Mało jest w Europie miast tak przeżartych lewicową ideologią jak Berlin. Pod koniec maja strażacy w niemieckiej stolicy odbyli szkolenie na temat… toksycznej męskości.
Jak wiele innych sektorów publicznych, również straż pożarna w Berlinie jest chronicznie niedofinansowana. Pod koniec maja znaleziono jednak 1800 euro na kurs dotyczący „toksycznej męskości”. Kurs przeprowadził literaturoznawca z Instytutu Krytycznych Studiów nad Męskością. Jak podaje „Berliner Zeitung”, miał krytykować Friedriecha Merza, Elona Muska czy Donalda Trumpa.

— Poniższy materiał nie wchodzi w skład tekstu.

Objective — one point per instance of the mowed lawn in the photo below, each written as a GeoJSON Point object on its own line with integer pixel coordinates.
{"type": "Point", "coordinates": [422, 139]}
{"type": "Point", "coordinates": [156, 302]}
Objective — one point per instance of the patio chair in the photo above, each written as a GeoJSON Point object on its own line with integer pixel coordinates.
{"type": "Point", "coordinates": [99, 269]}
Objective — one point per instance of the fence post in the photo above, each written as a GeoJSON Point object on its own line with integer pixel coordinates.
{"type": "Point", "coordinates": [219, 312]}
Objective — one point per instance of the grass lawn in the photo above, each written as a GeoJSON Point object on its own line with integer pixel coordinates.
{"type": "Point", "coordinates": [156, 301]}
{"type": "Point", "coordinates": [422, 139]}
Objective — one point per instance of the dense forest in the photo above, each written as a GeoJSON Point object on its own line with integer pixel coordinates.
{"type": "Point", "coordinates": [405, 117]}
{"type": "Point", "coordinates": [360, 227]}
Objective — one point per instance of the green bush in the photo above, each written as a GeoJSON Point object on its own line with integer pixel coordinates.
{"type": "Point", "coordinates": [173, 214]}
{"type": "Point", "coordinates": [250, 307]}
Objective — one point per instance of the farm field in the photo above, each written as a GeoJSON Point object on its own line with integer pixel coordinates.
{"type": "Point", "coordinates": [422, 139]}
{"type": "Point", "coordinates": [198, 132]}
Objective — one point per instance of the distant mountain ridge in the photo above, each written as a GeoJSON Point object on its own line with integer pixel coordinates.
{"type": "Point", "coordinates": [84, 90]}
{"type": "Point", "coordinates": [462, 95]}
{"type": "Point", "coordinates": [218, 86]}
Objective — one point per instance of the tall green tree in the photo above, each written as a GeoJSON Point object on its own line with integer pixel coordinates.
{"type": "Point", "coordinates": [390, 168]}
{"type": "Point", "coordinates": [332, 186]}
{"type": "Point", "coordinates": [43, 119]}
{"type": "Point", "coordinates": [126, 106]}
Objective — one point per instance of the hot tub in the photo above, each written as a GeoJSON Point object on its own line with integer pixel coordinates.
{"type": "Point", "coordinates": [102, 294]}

Obrażał też chrześcijaństwo. Wobec fenomenu, który nazywał „toksyczną męskością”, użył też terminu, którym opisuje się Holokaust („banalność zła”, termin ukuty przez Hannę Arendt).
Wesprzyj nas już teraz!
74 pracowników berlińskiej straży pożarnej uczestniczyło w kursie w godzinach pracy. Rzecz trwała ponad 2 godziny.
Wszystko odbywało się w ramach Tygodnia Różnorodności, w którym straż pożarna brała udział.